Third-party cookies: everyone’s favorite online tracking tech was on death’s watch as a privacy-invasive untenable technology, until Google decided to cease its efforts to phase them out. Google abandoned its project to improve privacy online. https://kitty.southfox.me:443/https/www.theverge.com/news/653964/google-privacy-sandbox-plans-scrapped-third-party-cookies Why? I’m guessing, because the ecosystem of publishers, advertisers and ad exchanges just enjoyed the current data orgy too much. Too bad for individual humans whose data will continue to be shared (or abused) amongst thousands of “partners”.
E.xtremely L.oud O.bnoxious N.arcissist tech billionaires: Santa just wants them to STFU. Santa offered E.L.O.N.s a free one week vacation to Nelson Mandela’s former cell on Robben Island, in solitary confinement.
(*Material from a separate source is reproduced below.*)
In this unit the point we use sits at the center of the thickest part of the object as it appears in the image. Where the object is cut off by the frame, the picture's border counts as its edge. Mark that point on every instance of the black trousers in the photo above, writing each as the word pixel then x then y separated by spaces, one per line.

Santa also invited them to consider moving, or returning to, South Africa, permanently, if they want to escape California’s proposed “billionaire tax”.
Nice
The Regulators, in particular, the Irish Data Protection Commission continued its pretense to regulate privacy on behalf of all of Europe in its role as the “one stop shop”...flop…and successfully finished another year doing nothing to upset the big tech geese laying the golden eggs in Dublin. You can’t be nicer than that to big tech. Its sister regulator in the US, the Federal Trade Commission, spent the year doing even less, in a Trump/Musk-induced organizational coma, after Trump fired their Democratic commissioners. The competition authorities had even less impact: the most important antitrust case of the last quarter century (Google) ended with judge-imposed remedies that were so gentle that Google’s stock rocketed 9% on the news. Santa offered the regulators a one week vacation to a Buddhist retreat: the world will end, you can't do anything about it, just accept it.
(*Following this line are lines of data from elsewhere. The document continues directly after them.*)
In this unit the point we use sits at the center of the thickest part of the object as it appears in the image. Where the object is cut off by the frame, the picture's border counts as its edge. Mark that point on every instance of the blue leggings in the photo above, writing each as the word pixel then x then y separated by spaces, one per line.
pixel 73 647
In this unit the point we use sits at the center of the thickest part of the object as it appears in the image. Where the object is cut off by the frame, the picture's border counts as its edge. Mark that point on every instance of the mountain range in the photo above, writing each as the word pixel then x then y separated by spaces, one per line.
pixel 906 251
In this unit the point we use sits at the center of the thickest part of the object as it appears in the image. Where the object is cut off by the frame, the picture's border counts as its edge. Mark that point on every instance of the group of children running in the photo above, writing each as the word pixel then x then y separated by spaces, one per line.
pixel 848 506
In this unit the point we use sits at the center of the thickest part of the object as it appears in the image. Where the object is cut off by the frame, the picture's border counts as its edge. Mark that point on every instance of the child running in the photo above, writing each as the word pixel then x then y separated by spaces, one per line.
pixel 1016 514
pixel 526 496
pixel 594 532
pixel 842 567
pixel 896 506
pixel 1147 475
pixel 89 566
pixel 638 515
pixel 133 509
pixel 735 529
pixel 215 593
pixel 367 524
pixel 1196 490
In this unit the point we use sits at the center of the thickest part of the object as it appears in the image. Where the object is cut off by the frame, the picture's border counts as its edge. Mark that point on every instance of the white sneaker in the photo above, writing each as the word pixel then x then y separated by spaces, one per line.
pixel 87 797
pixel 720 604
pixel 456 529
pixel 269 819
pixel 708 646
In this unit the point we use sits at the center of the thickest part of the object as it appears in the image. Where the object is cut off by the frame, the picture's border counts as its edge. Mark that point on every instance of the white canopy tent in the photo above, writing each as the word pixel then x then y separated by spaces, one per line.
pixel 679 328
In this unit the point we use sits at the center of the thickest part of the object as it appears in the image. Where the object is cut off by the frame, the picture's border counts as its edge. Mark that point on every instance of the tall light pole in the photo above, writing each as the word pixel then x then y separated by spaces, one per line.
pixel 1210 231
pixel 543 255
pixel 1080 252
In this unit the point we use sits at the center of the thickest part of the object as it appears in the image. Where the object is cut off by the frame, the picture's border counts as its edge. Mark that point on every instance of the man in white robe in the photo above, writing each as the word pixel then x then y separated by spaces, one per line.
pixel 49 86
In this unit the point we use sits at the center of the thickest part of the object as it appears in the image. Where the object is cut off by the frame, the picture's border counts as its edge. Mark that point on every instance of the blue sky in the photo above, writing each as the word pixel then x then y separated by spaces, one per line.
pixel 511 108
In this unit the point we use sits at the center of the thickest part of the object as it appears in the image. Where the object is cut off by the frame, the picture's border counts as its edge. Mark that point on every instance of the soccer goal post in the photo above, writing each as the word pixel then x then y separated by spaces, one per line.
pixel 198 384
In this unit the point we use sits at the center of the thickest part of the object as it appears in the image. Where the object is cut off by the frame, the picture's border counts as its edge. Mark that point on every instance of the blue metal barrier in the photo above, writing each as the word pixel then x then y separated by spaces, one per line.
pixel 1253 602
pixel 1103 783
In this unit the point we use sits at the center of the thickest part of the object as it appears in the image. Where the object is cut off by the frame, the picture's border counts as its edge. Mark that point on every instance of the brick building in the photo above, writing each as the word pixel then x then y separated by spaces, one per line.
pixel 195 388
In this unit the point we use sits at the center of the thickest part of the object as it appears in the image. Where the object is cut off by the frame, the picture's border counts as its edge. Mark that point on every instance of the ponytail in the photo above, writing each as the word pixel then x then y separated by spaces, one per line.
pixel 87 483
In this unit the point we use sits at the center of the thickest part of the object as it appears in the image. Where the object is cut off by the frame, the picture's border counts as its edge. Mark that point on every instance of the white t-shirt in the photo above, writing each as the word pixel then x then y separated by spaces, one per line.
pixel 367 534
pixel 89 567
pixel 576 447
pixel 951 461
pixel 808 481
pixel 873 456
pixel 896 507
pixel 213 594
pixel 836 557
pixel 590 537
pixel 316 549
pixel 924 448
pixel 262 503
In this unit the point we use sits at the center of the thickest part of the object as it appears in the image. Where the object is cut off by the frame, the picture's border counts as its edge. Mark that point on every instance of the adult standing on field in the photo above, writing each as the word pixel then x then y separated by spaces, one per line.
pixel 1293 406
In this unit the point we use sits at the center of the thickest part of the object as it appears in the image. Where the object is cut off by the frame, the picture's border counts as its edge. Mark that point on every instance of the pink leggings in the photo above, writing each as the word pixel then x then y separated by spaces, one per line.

Individual humans are starting to wake up and fight back to preserve their world: real people are waking up to real threats to their freedoms and privacy. Real people are starting to object to building large industrial data centers in their backyards. Real people are starting to object to AI models taking their data to train their models, or deepfake their voices or faces, or to make basic human decisions about their lives, like getting hired or fired, or scamming them. Real people are starting to object to the mass surveillance system that the open web has become. Santa offered them heart, brain, and courage…just like the Wizard of Oz.
How about you?: have you been naughty or nice this year? Santa knows the naughty ones have gotten much, much richer this year, because the other 8 billion people got a little poorer, stealing their data from them, little by little, invisibly. This trend is not your friend.